As a piece of film-making, "The Vietnam War" is monumental -- 10 episodes, 18 hours. It took over 10 years to complete. I for one find it quite compelling, less so because of the inevitable violence and gore of war. Some scenes leave me sickened and, I admit, make me hesitant to continue viewing additional episodes. Still, I find the behind-the-scenes story of the war fascinating, as told via previously private presidential tapes, excerpts from hearings, and reporting on the growing war resistance movement. Perhaps most of all, the personal interviews woven throughout the film (including rare commentary from North Vietnamese soldiers), along with the vignettes of those who participated in the war, have a lasting impact. The story of "Mogie" (Denton) Crocker, for example, a young patriot who, despite being underage, joins the Marines and eventually gets killed, dramatizes the very personal and devastating effect of the war on American families.
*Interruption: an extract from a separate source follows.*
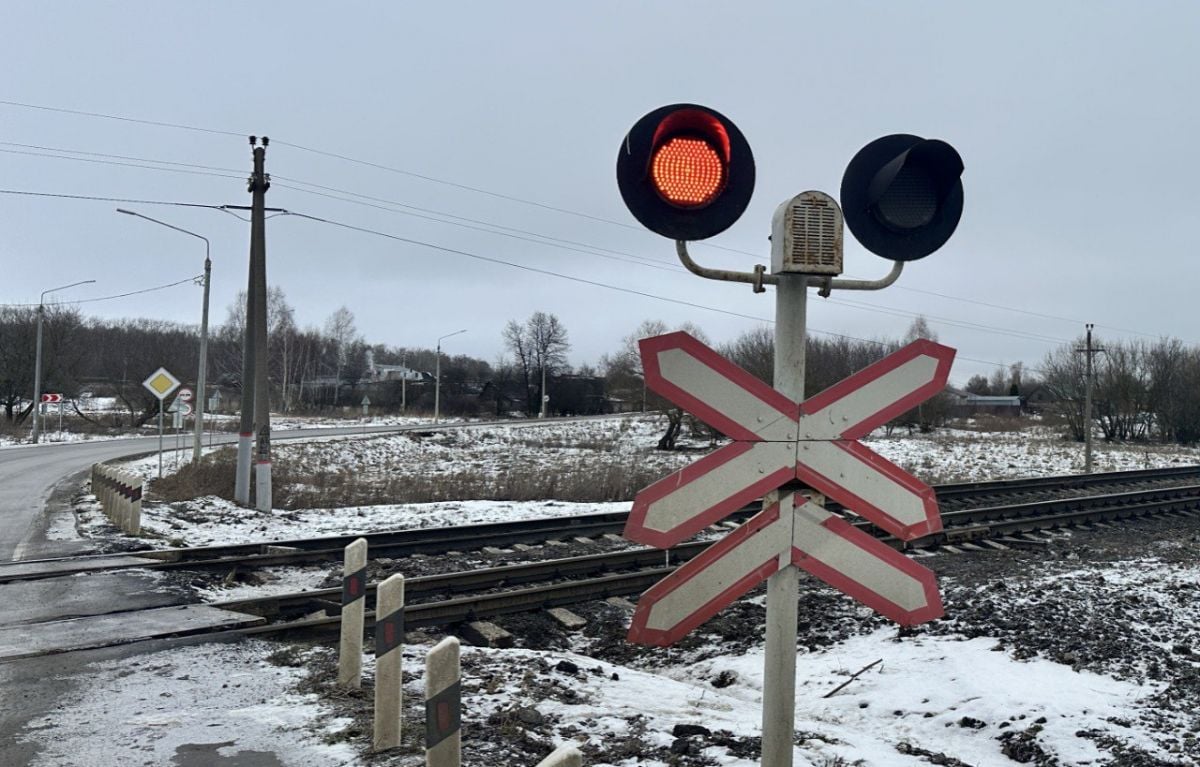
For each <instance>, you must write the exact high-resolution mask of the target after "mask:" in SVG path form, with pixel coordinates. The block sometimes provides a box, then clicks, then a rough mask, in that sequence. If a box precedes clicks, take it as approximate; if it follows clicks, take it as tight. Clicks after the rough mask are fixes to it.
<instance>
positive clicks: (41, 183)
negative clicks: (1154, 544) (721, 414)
mask: <svg viewBox="0 0 1200 767" xmlns="http://www.w3.org/2000/svg"><path fill="white" fill-rule="evenodd" d="M1198 40H1200V2H1194V1H1182V0H1181V1H1175V2H1169V1H1162V2H1104V1H1096V0H1088V1H1080V2H1048V1H1040V2H1004V4H983V2H893V4H882V2H874V4H869V2H838V4H829V2H820V4H818V2H798V1H791V2H736V4H734V2H682V1H678V2H563V1H557V2H548V1H547V2H520V1H518V2H506V4H497V2H454V4H450V2H446V4H438V2H424V4H415V2H374V4H349V2H346V4H329V2H319V4H318V2H294V1H293V2H286V4H283V2H254V4H245V2H236V4H234V2H203V4H200V2H190V4H182V2H163V1H156V2H72V4H44V2H11V1H8V2H4V6H2V19H0V67H2V71H4V72H5V77H4V78H2V79H0V101H5V102H18V103H23V104H32V106H41V107H49V108H54V109H68V110H79V112H92V113H103V114H109V115H116V116H124V118H133V119H138V120H149V121H160V122H170V124H176V125H185V126H194V127H202V128H206V130H208V131H211V132H200V131H187V130H178V128H170V127H161V126H150V125H144V124H138V122H131V121H120V120H106V119H97V118H90V116H82V115H73V114H67V113H64V112H52V110H47V109H36V108H30V107H29V106H26V107H18V106H13V104H12V103H5V104H0V142H2V143H0V188H4V190H18V191H32V192H47V193H66V194H92V196H103V197H125V198H137V199H146V200H185V202H196V203H208V204H226V203H228V204H248V203H250V196H248V194H247V193H246V190H245V176H246V174H247V173H248V169H250V148H248V144H247V140H246V138H245V137H246V136H248V134H251V133H254V134H258V136H263V134H265V136H269V137H271V139H272V144H271V146H270V148H269V150H268V156H266V167H268V172H269V173H270V174H271V175H272V179H274V186H272V188H271V191H270V192H269V193H268V205H271V206H277V208H287V209H288V210H293V211H298V212H305V214H310V215H314V216H320V217H325V218H331V220H336V221H341V222H344V223H348V224H353V226H356V227H365V228H370V229H377V230H380V232H385V233H389V234H394V235H397V236H403V238H408V239H412V240H418V241H421V242H427V244H432V245H437V246H440V247H444V248H451V250H456V251H464V252H468V253H474V254H478V256H485V257H487V258H494V259H499V260H504V262H511V263H514V264H521V265H527V266H533V268H536V269H544V270H548V271H554V272H559V274H563V275H569V276H572V277H580V278H584V280H592V281H595V282H602V283H606V284H611V286H618V287H622V288H628V289H632V290H638V292H643V293H650V294H654V295H660V296H666V298H671V299H677V300H683V301H689V302H695V304H700V305H702V306H707V307H713V308H718V310H722V311H725V312H733V313H734V314H746V316H750V317H757V318H762V320H768V319H769V318H770V317H772V316H773V301H774V294H773V292H768V293H766V294H760V295H755V294H752V293H751V292H750V288H749V286H737V284H730V283H714V282H708V281H704V280H701V278H698V277H692V276H690V275H689V274H686V272H684V271H683V270H682V269H680V268H679V266H678V263H677V262H676V260H674V254H673V247H672V245H671V242H668V241H667V240H665V239H662V238H659V236H656V235H653V234H650V233H648V232H646V230H643V229H641V228H640V227H638V226H637V224H636V222H635V221H634V218H632V217H631V216H630V215H629V214H628V211H626V210H625V209H624V205H623V204H622V202H620V197H619V194H618V192H617V186H616V180H614V162H616V154H617V146H618V143H619V142H620V139H622V137H623V136H624V133H625V132H626V131H628V128H629V127H630V126H631V125H632V124H634V121H635V120H637V119H638V118H640V116H641V115H643V114H644V113H647V112H649V110H650V109H653V108H655V107H658V106H661V104H667V103H673V102H685V101H690V102H696V103H702V104H706V106H708V107H712V108H714V109H718V110H720V112H721V113H724V114H725V115H726V116H728V118H730V119H732V120H733V121H734V122H737V125H738V126H739V127H740V128H742V131H743V133H745V136H746V138H748V139H749V142H750V144H751V146H752V149H754V152H755V158H756V162H757V168H758V173H757V187H756V190H755V194H754V199H752V200H751V204H750V208H749V210H748V211H746V214H745V215H744V216H743V217H742V218H740V221H738V223H737V224H734V226H733V227H732V228H731V229H730V230H727V232H726V233H724V234H721V235H718V236H716V238H714V239H712V240H708V241H707V245H703V246H700V245H697V246H696V247H695V250H694V254H695V257H696V258H697V260H701V262H702V263H704V264H706V265H712V266H720V268H733V269H749V268H750V266H751V265H752V264H754V263H768V262H769V258H768V244H767V235H768V233H769V224H770V214H772V211H773V210H774V208H775V205H778V204H779V203H780V202H782V200H784V199H786V198H788V197H791V196H792V194H796V193H798V192H800V191H804V190H809V188H817V190H823V191H827V192H829V193H832V194H834V196H836V193H838V187H839V184H840V180H841V173H842V170H844V169H845V166H846V163H847V162H848V160H850V158H851V157H852V156H853V154H854V152H856V151H857V150H858V149H859V148H860V146H862V145H863V144H865V143H866V142H869V140H871V139H874V138H876V137H878V136H882V134H886V133H896V132H908V133H917V134H920V136H925V137H930V138H942V139H944V140H948V142H950V143H952V144H954V145H955V146H956V148H958V150H959V151H960V154H961V155H962V158H964V161H965V163H966V172H965V175H964V185H965V188H966V206H965V212H964V216H962V222H961V224H960V226H959V229H958V232H956V234H955V235H954V238H953V239H952V240H950V241H949V244H948V245H947V246H946V247H943V248H942V250H941V251H938V252H937V253H935V254H932V256H930V257H929V258H926V259H924V260H920V262H917V263H914V264H912V265H911V266H910V268H908V269H906V271H905V274H904V276H902V277H901V280H900V281H899V283H898V284H896V287H893V288H889V289H887V290H883V292H877V293H842V294H840V295H839V294H838V293H835V294H834V295H833V298H832V299H829V300H821V299H815V300H814V301H812V302H811V304H810V314H809V323H810V326H811V328H812V329H815V330H822V331H832V332H839V334H845V335H850V336H856V337H866V338H874V337H884V336H889V337H899V336H901V335H902V334H904V331H905V330H906V328H907V325H908V324H910V323H911V320H912V317H913V316H914V314H917V313H923V314H925V316H926V318H928V319H929V322H930V325H931V326H932V328H934V329H935V331H936V332H937V334H938V336H940V340H941V341H943V342H944V343H949V344H950V346H954V347H956V348H958V349H959V361H958V362H956V365H955V370H954V372H953V374H952V378H953V379H954V380H959V382H960V383H961V382H964V380H965V379H966V378H967V377H968V376H970V374H973V373H977V372H983V373H989V372H990V371H991V370H992V365H990V364H995V362H1013V361H1015V360H1024V361H1025V362H1026V364H1027V365H1028V366H1032V367H1036V366H1037V365H1038V362H1039V361H1040V360H1042V359H1043V356H1044V355H1045V353H1046V352H1048V350H1051V349H1052V348H1055V347H1056V346H1060V344H1062V343H1067V342H1069V341H1070V340H1073V338H1075V337H1078V336H1079V335H1080V334H1081V332H1082V325H1084V323H1086V322H1094V323H1096V324H1097V331H1098V334H1099V336H1100V337H1102V338H1117V337H1120V338H1139V337H1148V338H1154V337H1158V336H1164V335H1169V336H1175V337H1180V338H1182V340H1184V341H1187V342H1190V343H1196V342H1200V330H1198V326H1196V320H1195V319H1194V316H1193V314H1192V313H1190V310H1192V307H1193V306H1194V304H1195V294H1196V278H1195V277H1196V274H1198V272H1200V264H1198V263H1196V257H1198V256H1200V247H1198V245H1200V235H1198V223H1200V221H1198V212H1196V211H1198V210H1200V184H1198V182H1196V180H1198V179H1200V149H1198V142H1196V137H1198V136H1200V104H1198V98H1196V94H1198V88H1196V85H1198V72H1200V53H1198V52H1200V46H1198V43H1196V41H1198ZM301 146H302V148H307V149H311V150H318V152H334V154H338V155H344V156H347V157H353V158H356V160H361V161H364V162H365V163H374V164H376V166H384V167H386V168H391V170H389V169H384V168H380V167H372V166H368V164H361V163H353V162H348V161H344V160H338V158H335V157H330V156H328V155H326V154H318V152H314V151H307V150H305V149H300V148H301ZM37 148H43V149H37ZM64 150H71V152H95V154H94V155H85V154H71V156H72V157H76V158H77V160H66V158H62V157H64ZM29 152H34V154H29ZM46 155H53V156H46ZM97 155H120V156H125V157H131V158H134V160H121V158H116V157H112V156H109V157H102V156H97ZM78 158H90V160H94V161H96V160H103V161H106V162H107V163H113V162H115V163H126V164H104V163H100V162H82V161H79V160H78ZM145 160H154V161H162V162H172V163H185V164H178V166H163V164H156V163H149V162H145ZM148 164H149V166H154V167H155V168H158V169H146V168H143V167H131V166H148ZM192 166H204V168H196V167H192ZM162 168H173V169H174V170H173V172H166V170H163V169H162ZM180 170H186V172H187V173H181V172H180ZM214 174H215V175H214ZM420 176H426V178H420ZM312 185H319V187H318V186H312ZM320 187H330V188H334V190H344V191H346V192H353V193H354V194H356V196H361V197H348V196H347V194H346V193H344V192H334V191H330V190H329V188H320ZM464 187H474V188H476V190H484V191H486V192H491V194H485V193H480V192H475V191H470V190H468V188H464ZM305 190H307V191H305ZM323 194H324V196H323ZM329 196H332V197H329ZM500 196H508V197H514V198H518V199H522V200H529V202H533V203H538V205H533V204H526V203H521V202H515V200H512V199H505V198H504V197H500ZM334 197H336V198H341V199H334ZM126 206H128V208H133V209H136V210H138V211H140V212H144V214H146V215H150V216H155V217H158V218H162V220H163V221H167V222H170V223H173V224H176V226H180V227H184V228H187V229H191V230H194V232H198V233H200V234H204V235H205V236H209V238H210V239H211V240H212V260H214V282H212V307H214V310H212V311H214V320H215V322H221V320H223V318H224V314H226V308H227V306H228V305H229V304H230V301H232V300H233V298H234V295H235V293H236V292H238V290H239V289H240V288H244V287H245V282H246V266H247V253H248V224H247V223H244V222H240V221H238V220H236V218H234V217H232V216H229V215H226V214H222V212H218V211H209V210H197V209H186V208H170V206H160V205H150V204H138V205H133V204H128V205H126ZM406 206H409V208H406ZM412 206H416V208H421V209H425V211H418V210H414V208H412ZM114 208H116V205H115V204H113V203H104V202H77V200H66V199H58V198H43V197H28V196H14V194H0V259H2V263H4V265H5V270H4V277H2V278H0V302H36V301H37V298H38V294H40V293H41V290H44V289H47V288H50V287H54V286H58V284H62V283H65V282H71V281H74V280H86V278H94V280H96V281H97V282H96V284H94V286H84V287H82V288H73V289H71V290H67V292H64V293H62V294H55V295H56V296H59V298H61V299H64V300H65V299H71V298H76V299H84V298H95V296H104V295H110V294H115V293H124V292H127V290H136V289H140V288H148V287H154V286H158V284H163V283H168V282H174V281H176V280H182V278H185V277H187V276H190V275H193V274H197V272H198V271H199V270H200V266H202V262H203V246H202V244H200V242H199V241H198V240H192V239H191V238H187V236H185V235H181V234H178V233H174V232H170V230H168V229H164V228H162V227H156V226H154V224H150V223H148V222H143V221H138V220H134V218H131V217H128V216H119V215H116V214H115V212H114ZM550 208H557V209H563V210H566V211H574V212H576V214H578V215H571V214H568V212H559V211H556V210H550ZM427 211H436V212H427ZM410 214H418V215H410ZM450 216H458V217H461V218H450ZM463 218H469V220H474V221H475V222H481V223H469V222H467V221H463ZM446 221H454V222H455V223H446ZM456 224H469V226H470V227H476V228H474V229H473V228H467V227H464V226H456ZM497 227H510V228H511V229H504V230H503V232H506V233H508V234H510V235H511V234H516V235H517V236H520V238H524V239H517V238H514V236H505V235H504V234H499V233H498V232H500V229H498V228H497ZM480 229H485V230H480ZM512 229H517V230H521V232H523V233H518V232H514V230H512ZM544 238H557V239H558V240H570V241H571V242H576V244H577V245H570V246H566V247H563V245H564V244H563V242H560V241H551V240H546V239H544ZM530 240H535V241H530ZM846 242H847V245H846V274H847V276H856V277H878V276H882V275H883V274H886V272H887V270H888V268H889V265H890V262H886V260H883V259H881V258H878V257H876V256H872V254H870V253H868V252H866V251H864V250H863V248H862V247H860V246H858V244H857V242H856V241H854V240H853V239H852V238H850V236H847V240H846ZM568 248H574V250H568ZM596 248H601V250H596ZM581 251H583V252H581ZM268 277H269V281H270V282H271V283H272V284H276V286H280V287H281V288H283V290H284V292H286V293H287V296H288V299H289V301H290V302H292V304H293V306H295V308H296V314H298V320H299V323H300V324H301V325H307V324H313V325H320V324H323V323H324V320H325V318H326V317H329V314H330V313H332V312H334V311H335V310H336V308H337V307H338V306H341V305H343V304H344V305H347V306H349V307H350V310H352V311H353V312H354V314H355V317H356V319H358V326H359V330H360V331H361V332H362V334H364V335H365V336H366V338H367V340H368V341H371V342H382V343H389V344H394V346H424V347H430V348H432V346H433V344H434V341H436V338H437V336H440V335H444V334H448V332H451V331H454V330H457V329H460V328H466V329H468V332H467V334H464V335H462V336H456V337H455V338H451V340H449V341H448V342H446V344H445V348H446V350H448V352H450V353H467V354H472V355H475V356H480V358H484V359H487V360H490V361H491V360H494V359H496V355H497V353H498V352H499V350H500V348H502V342H500V330H502V328H503V325H504V323H505V322H508V320H509V319H524V318H526V317H528V316H529V314H530V313H532V312H534V311H539V310H540V311H546V312H553V313H556V314H558V317H559V318H560V319H562V320H563V323H564V324H565V325H566V328H568V331H569V334H570V338H571V342H572V350H571V353H570V359H571V361H572V364H576V365H578V364H582V362H593V364H594V362H595V361H596V359H598V358H599V356H600V354H602V353H605V352H611V350H613V349H614V348H616V347H617V346H618V343H619V340H620V338H622V336H624V335H626V334H629V332H630V331H632V330H634V329H635V328H636V325H637V324H638V323H640V322H641V320H642V319H647V318H659V319H662V320H665V322H667V323H668V324H679V323H683V322H685V320H690V322H692V323H695V324H697V325H700V326H701V328H703V329H704V330H706V332H707V334H708V335H709V336H710V337H712V338H713V340H714V341H715V342H722V341H728V340H732V338H733V337H736V336H737V335H738V334H739V332H742V331H744V330H746V329H750V328H752V326H755V325H756V324H758V323H757V322H756V320H754V319H748V318H742V317H736V316H731V314H726V313H719V312H715V311H709V310H706V308H696V307H690V306H682V305H678V304H671V302H666V301H661V300H654V299H650V298H644V296H638V295H631V294H628V293H620V292H617V290H612V289H605V288H600V287H595V286H589V284H583V283H580V282H575V281H570V280H564V278H559V277H553V276H546V275H541V274H534V272H529V271H524V270H521V269H518V268H514V266H508V265H500V264H494V263H487V262H481V260H478V259H473V258H469V257H467V256H462V254H457V253H452V252H446V251H439V250H434V248H431V247H427V246H422V245H414V244H406V242H400V241H395V240H389V239H385V238H380V236H376V235H370V234H364V233H358V232H353V230H347V229H343V228H336V227H331V226H328V224H320V223H316V222H311V221H305V220H301V218H296V217H287V216H283V217H276V218H272V220H271V221H269V223H268ZM199 307H200V290H199V288H197V287H194V286H190V284H185V286H180V287H175V288H170V289H167V290H161V292H156V293H148V294H144V295H139V296H133V298H127V299H120V300H110V301H97V302H91V304H84V305H82V308H83V310H84V311H85V312H86V313H89V314H95V316H102V317H133V316H140V317H152V318H162V319H172V320H179V322H188V323H198V320H199ZM1139 334H1141V335H1139Z"/></svg>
The Vietnam war was the war of the Boomer generation. It was also the first war that invaded our living rooms on a nightly basis. Whether you were for it or against it, whether you served in the armed forces or were a committed protestor, the war remains inextricably linked to our lives as Boomers. For many of us, the war upended our lives when we were the most vulnerable. For some of us, it ended our lives prematurely.
Yes, "The Vietnam War" is a film that may cause a considerable amount of discomfort as you relive it on television. But it is an important moment in history we cannot and should not forget. It has an eerie relevance to the war in Afghanistan, and also to the lack of faith we continue to have in the leaders of government. When one looks around our world today, there seem to be plenty of Vietnam-like conflicts that remain. As Edmund Burke said, "Those who don't know history are doomed to repeat it."